As opposed to the memoirs of my former colleagues Lee and Schiff, Porter’s book reveals a lot about what makes her tick. Oh, and you’ll discover as I did, a very deep hatred of my family and me. It’s personal, and surprising. I’m referenced numerous times to illustrate points about privilege and class. Her anecdotes about me mistaking her for a valet, or about my real estate purchases, or airline seats, indicate she spent a grotesque and inordinate amount of her time in the House of Representatives keeping notes, keeping score, and lying about her peers.
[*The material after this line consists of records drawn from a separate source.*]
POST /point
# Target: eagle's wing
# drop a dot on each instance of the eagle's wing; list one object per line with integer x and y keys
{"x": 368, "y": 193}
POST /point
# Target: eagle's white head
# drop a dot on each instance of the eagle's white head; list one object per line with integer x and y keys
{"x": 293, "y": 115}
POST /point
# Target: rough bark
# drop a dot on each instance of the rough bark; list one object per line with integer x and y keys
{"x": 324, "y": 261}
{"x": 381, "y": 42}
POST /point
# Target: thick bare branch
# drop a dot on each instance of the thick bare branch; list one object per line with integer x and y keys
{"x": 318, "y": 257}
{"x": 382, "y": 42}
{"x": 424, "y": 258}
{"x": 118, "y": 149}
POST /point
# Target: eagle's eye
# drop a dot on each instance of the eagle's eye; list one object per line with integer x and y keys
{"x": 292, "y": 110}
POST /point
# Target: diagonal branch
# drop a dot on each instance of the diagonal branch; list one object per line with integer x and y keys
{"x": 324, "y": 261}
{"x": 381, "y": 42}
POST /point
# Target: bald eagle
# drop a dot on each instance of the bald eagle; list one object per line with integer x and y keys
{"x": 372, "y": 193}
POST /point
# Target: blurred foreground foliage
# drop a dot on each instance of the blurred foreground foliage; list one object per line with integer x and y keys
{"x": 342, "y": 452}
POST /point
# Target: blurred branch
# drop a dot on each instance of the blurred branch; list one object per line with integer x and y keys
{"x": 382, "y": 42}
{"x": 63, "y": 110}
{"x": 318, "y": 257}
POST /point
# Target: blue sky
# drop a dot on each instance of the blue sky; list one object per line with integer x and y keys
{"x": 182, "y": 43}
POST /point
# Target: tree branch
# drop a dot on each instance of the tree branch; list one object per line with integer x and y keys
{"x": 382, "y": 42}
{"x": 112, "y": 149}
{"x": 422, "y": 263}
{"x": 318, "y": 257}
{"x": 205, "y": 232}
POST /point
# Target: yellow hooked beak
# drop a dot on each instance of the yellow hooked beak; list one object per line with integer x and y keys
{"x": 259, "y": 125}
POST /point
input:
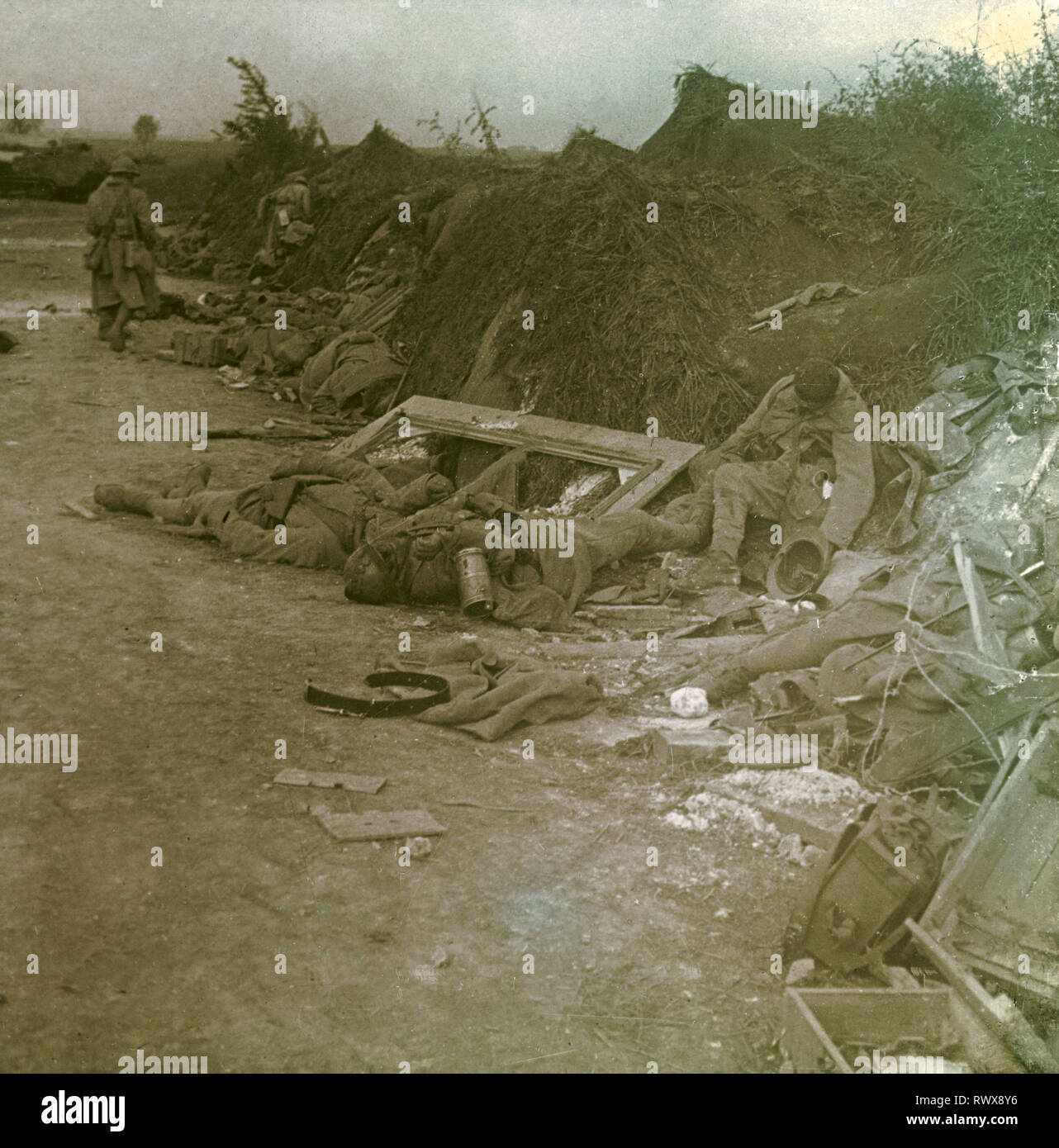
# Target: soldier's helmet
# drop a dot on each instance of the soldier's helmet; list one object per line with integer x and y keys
{"x": 124, "y": 165}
Katie, as you were watching and judging my family and, as you say, “comparing myself to Harley,” I was busy working, writing, passing legislation, and bringing home resources to Orange County. It cost my family money for me to serve, quite the opposite of what you imply. After writing a paragraph about your peers who traded stock while in Congress, you conclude the chapter with me. You write: “Before he was in office, Harley was a rich guy. In Congress, he ballooned into Representative Rich Guy. That transformation changed my occasional envy of him into institutional outrage.”

That’s your outrage? Me? With all the enormous issues facing our country and the world, and your ability to address these issues head on, this is where your outrage lies? Really? It is shallow beyond the pale.  

Katie Porter built her brand around being a minivan driving, single mom, but the truth of the matter is she’s a boarding school, Harvard, and Yale grad. Katie had more choices and more privilege than virtually everyone else. She lives in a deeply subsidized home – worth about two million dollars – courtesy of UCI and California taxpayers, because she is on “leave” from being a professor.

Porter boasts about taking on powerful special interests – using her whiteboard prop to scold executives – but after pledging to reject their campaign contributions, she “has accepted tens of thousands of dollars worth of contributions from powerful people with influence at the highest echelons of Wall Street.” Talk about hypocrisy. Her whiteboard everywoman act is a fake. She is, at heart, an accomplished actor who stages classless photo opps on the House floor.  

But she doesn’t want you to see her that way. Instead, she’s the victim. Always. 

Drama is great for reality TV, but what we desperately need in Washington D.C. is leadership, people who will reach across the aisle to get things done. Not show people like Katie Porter and Marjorie Taylor Greene who use the office as their own personal promotional outlet. In the 2022 election, Katie had to spend $29 million – 9 times more than her opponent and 99% of it from donors outside the district – and still barely won the seat. Yet Katie still managed to cost our party a seat in LA by backing a primary challenger to Christie Smith, and likely cost Democrats two more seats in Orange County by her musical chairs conducted solely for personal gain. After winning, what does Katie do? She served a total of three days before announcing she was abandoning her constituents and running for the U.S. Senate, and hand-picked a convicted drunk driver as her hopeful replacement.